Home is personal. We don’t want to live in the same house as every other home on the street. Our local governments regulate against that. What they see as anti-monotony means that, to one degree or another, each home is its own little snowflake. And that snowflake expresses to the world the values and identity of the homeowner who fell in love with it. We aren’t complaining. We are just saying that the “antiquated” delivery system we have offers that flexibility. Manufacturing systems that don’t offer personalization have failed in the past and are doomed to fail in the future.

We offer one more advantage of our “antiquated” delivery system. We build homes in a virtual factory without walls. It may not be as efficient as a factory with walls, but when demand slows, our virtual factory goes home. In that sense, it is more efficient because it is custom-built for our cyclical industry.

That’s why, as antiquated as it seems, it survives.

The mountain town mirage

Many of the use cases to date are in resort areas, with touted success in several Colorado mountain towns. But two things stand out when thinking about core production markets.

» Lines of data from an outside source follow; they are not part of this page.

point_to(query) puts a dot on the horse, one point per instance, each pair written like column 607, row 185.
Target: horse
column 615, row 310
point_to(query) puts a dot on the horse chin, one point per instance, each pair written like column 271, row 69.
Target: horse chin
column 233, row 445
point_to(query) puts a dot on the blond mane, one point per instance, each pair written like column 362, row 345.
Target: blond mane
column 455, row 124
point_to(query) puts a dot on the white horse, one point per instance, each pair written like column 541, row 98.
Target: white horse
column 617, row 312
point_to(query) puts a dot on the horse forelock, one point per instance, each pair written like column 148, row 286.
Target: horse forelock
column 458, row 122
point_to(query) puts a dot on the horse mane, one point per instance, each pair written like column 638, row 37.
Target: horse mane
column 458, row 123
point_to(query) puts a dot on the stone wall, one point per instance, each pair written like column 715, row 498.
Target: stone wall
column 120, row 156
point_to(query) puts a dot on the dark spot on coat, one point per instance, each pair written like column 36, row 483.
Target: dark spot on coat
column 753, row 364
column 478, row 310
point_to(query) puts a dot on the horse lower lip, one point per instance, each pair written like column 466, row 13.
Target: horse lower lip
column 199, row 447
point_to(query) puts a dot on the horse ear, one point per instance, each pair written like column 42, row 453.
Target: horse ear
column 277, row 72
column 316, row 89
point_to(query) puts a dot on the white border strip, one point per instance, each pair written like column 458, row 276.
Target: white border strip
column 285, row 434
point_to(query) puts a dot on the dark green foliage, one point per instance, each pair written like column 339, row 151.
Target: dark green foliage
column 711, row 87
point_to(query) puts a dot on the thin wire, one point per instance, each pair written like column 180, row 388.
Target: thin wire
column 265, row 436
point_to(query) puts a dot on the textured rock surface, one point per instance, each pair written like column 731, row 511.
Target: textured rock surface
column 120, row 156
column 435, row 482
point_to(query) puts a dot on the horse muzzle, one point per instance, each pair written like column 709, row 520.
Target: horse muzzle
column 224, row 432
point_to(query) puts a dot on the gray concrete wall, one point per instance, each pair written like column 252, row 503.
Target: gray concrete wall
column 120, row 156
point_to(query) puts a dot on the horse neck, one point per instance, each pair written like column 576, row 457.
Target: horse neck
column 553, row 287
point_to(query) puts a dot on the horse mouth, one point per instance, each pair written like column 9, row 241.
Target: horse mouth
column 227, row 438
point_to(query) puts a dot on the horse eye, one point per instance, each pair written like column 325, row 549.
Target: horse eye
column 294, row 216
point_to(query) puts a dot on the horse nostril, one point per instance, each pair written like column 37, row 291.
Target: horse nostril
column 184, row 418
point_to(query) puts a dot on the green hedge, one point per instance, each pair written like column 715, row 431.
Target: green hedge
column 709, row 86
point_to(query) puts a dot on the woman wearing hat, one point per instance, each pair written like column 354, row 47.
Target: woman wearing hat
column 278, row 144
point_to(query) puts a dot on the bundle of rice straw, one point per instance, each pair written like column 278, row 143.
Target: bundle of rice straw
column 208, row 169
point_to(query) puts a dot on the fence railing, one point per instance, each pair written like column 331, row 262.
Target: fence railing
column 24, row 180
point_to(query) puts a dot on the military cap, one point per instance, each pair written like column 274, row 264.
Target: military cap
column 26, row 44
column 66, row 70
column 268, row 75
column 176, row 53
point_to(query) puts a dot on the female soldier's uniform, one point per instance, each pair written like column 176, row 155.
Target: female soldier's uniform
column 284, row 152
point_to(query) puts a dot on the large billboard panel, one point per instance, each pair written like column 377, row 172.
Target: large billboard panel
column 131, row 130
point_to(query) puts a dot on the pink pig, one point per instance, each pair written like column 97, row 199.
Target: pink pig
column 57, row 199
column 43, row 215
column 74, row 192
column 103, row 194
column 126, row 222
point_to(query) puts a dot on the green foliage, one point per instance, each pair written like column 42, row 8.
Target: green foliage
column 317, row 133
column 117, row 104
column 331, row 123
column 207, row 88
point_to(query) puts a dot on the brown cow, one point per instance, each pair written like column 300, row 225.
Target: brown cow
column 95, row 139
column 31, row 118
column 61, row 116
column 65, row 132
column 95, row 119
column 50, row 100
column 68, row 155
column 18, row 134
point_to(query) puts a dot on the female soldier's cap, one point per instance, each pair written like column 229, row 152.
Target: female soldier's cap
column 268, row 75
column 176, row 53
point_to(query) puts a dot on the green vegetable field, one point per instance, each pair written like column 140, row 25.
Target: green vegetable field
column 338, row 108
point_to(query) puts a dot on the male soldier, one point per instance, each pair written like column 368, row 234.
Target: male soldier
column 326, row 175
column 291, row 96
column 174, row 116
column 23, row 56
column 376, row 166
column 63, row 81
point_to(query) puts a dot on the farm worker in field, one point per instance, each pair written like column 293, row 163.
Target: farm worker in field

First, in the mountains, the cost-per-square-foot can easily be $350 or more, three times that of production markets. And even then, when the previously alluded to on-site work costs are added, the result is often roughly even in cost, but faster. That’s positive, but not game-changing, especially given that, for affordable housing, factories often dictate when deliveries will occur.

For a city building affordable housing, waiting a year for a time slot might work, but it will not work for us.

Imagine calling up the factory and saying, “I think we need units beginning in September 2026. But it might be 2027, or later. We hope we need four per month, but we’re not sure what the market will be like then.”

The reality is, our present system of subcontractors, while not uber-efficient, is uber-flexible, allowing us to move production up or down with demand. It did not get like this by accident.

What is working

There are positive changes in panelization and in how materials are batched and sent to sites. We are routinely using manufactured floor trusses, roof trusses, and wall panels. We are experimenting with adding value to these components by performing more operations in the factory and pre-assembling trusses into cassettes to shorten cycle times.

Arguably, the most efficient builder in the US is NVR in the mid-Atlantic region. They bid subs separately from materials, which they provide in precise amounts to job sites. Work on increasing what is in the panels when they reach the site, and standardized panels that can work for different designs, is encouraging.

But it is also notable that NVR in the mid-Atlantic comes as close as anyone to having the preconditions for modular—high density of projects, huge market share to influence the market and balance out demand and supply. And they have stopped short of modular.

The political distraction

On one level, there is no reason to discourage entrepreneurs from trying new modular solutions. Who knows, one may find the golden answer to all these challenges. So, in that sense, optimism does not hurt.

However, the danger is that many of our politicians want to believe modular will be the game changer that makes houses affordable—because that is much easier to believe in and hope for than to address the real root causes: entitlements and infrastructure.

It is important to help those politicians understand that even if a game-changing innovation were found for modular off-site construction, it would not, in the long run, lower home prices. Why? Because prices equilibrate supply and demand. If we are not increasing supply, a lower cost structure will not lower home prices—it will just raise land residuals.

Thought experiment: If Lennar is the first to find a huge cost advantage, will they sell houses for less than the market price, or use the advantage to buy even more land, outbidding others?

The answer is obvious. While it makes sense for us, as builders, to look for every advantage and cost savings we can, politicians should stop avoiding the hard work of real solutions: entitlement reform and building infrastructure at scale, rather than putting it on the back of every individual project.